Et Rabbi Aquiba ajouta : «Sarah ! Cette année vous donnerez naissance à un fils qui illuminera le peuple d’Israël tout au long des générations par sa sagesse et ses actions !»
Yo’haï et Sarah buvaient les paroles de Rabbi Aquiba avec bonheur.
Cette année-là, à Chavouot, le jour où la Torah fut donnée au peuple juif sur le mont Sinaï, Sarah mit au monde un fils qui rayonnait d’un éclat particulier. Tous ceux qui le voyaient reconnaissaient qu’il était certainement béni et qu’il diffuserait une grande lumière autour de lui. Ses parents remercièrent D.ieu et préparèrent un grand banquet le jour de sa Brit Mila (circoncision). Ils appelèrent leur enfant «Chimone» car D.ieu avait entendu («Chama») les prières de ses parents et les pleurs de sa mère.

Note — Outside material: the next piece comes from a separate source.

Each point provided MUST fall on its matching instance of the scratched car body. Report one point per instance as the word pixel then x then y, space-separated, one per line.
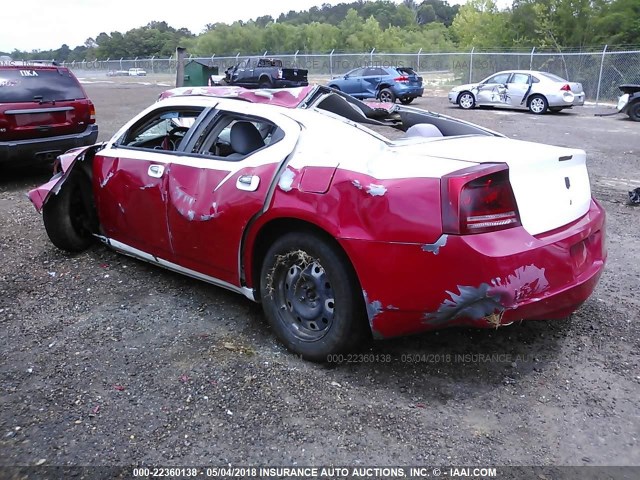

L’enfant fut élevé dans la plus grande pureté et sainteté. Dès qu’il commença à parler, ses parents lui apprirent à n’évoquer que des sujets saints, à répéter des versets de la Torah. Dès l’âge de cinq ans, il fut confié à Rabban Gamliel qui dirigeait une Yechiva à Jérusalem. Il était semblable à une source en perpétuelle ébullition : encore enfant, il posait des questions pertinentes à ses maîtres, Rabbi Yeochoua ben ‘Hanina et Rabban Gamliel.
Rabbi Chimone ben Yo’haï devint l’un des plus grands Sages de la Michna. Il quitta ce monde à Lag Baomer, 63 ans après la destruction du second Temple. Ce jour-là, il révéla à ses disciples des secrets de la mystique juive. Ainsi, il s’assura que ce jour serait une fête célébrée par le peuple juif tout au long des générations.